La Gran Decepción
A pesar de los pesares, el Apocalipsis ha sobrevivido
en una época marcada por la tecnología y el escepticismo. Pocas obras
literarias, incluida la Odisea de Homero, pueden jactarse de haber interesado
tanto durante tanto tiempo. Un caso célebre de esta durabilidad a toda prueba
es el de William Miller, un granjero del siglo XIX que se hizo profeta y
formuló una complicada serie de cálculos basada en una línea del versículo 14
del libro de Daniel: «Hasta dos mil trescientas tardes y mañanas: después será
reivindicado el santuario». Fechando estas palabras, por diversas razones, en
el 457 a. C., y partiendo de que un día profético equivalía a un año, Miller
llegó a la conclusión de que el último día sería en 1843. Algunos de sus
seguidores refmaron los cálculos hasta establecer la fecha del 22 de octubre.
Como aquel día no pasaba nada, se apresuraron a cambiar el año por 1844, para
tomar en cuenta el año cero. Miles de fieles milleritas se juntaron a esperar.
No es imprescindible compartir sus creencias para entender su mortificante
desencanto. Un testigo escribió lo siguiente:
“Confiábamos en ver a Jesucristo con todos sus ángeles santos… y en que
llegaran a su fin todas las pruebas y tribulaciones de nuestro peregrinaje
terrenal, siendo nosotros llevados al encuentro de nuestro Señor, en su venida…
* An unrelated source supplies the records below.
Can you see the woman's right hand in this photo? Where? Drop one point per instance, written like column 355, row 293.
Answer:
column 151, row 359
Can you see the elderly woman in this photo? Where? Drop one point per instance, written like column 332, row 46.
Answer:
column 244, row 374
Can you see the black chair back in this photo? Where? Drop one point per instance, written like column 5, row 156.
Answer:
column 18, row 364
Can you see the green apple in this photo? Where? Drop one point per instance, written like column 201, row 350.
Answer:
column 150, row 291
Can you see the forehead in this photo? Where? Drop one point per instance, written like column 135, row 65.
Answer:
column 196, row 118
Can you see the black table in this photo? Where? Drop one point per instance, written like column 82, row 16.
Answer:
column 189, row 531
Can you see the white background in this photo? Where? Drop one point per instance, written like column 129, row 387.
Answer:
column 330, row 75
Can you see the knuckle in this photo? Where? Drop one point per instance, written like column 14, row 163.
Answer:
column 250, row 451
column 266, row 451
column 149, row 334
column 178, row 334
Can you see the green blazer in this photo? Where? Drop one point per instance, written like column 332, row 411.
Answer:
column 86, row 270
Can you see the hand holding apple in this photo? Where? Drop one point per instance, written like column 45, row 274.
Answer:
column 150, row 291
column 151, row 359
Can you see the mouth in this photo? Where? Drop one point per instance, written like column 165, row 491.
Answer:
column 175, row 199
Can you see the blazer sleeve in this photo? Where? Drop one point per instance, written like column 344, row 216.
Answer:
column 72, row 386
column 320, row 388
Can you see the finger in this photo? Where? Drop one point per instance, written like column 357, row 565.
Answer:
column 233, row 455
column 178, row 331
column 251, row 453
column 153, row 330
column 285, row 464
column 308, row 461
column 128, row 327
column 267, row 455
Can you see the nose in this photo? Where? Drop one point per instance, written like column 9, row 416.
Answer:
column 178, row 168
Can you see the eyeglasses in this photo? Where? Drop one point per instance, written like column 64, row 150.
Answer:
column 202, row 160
así esperamos a Nuestro Señor hasta que a medianoche sonó doce veces la
campana. Había pasado el día, y nuestra decepción se volvió certeza. En nada
quedaban nuestras más profundas esperanzas. Nos acometieron tales ganas de
llorar, que no las habíamos tenido iguales. Ni siquiera la pérdida de todos
nuestros amigos terrenales parecía comparable. Lloramos y lloramos hasta que
amaneció.”
Una de las maneras de superar la desilusión fue ponerle un nombre: la Gran
Decepción, con mayúsculas, como tiene que ser.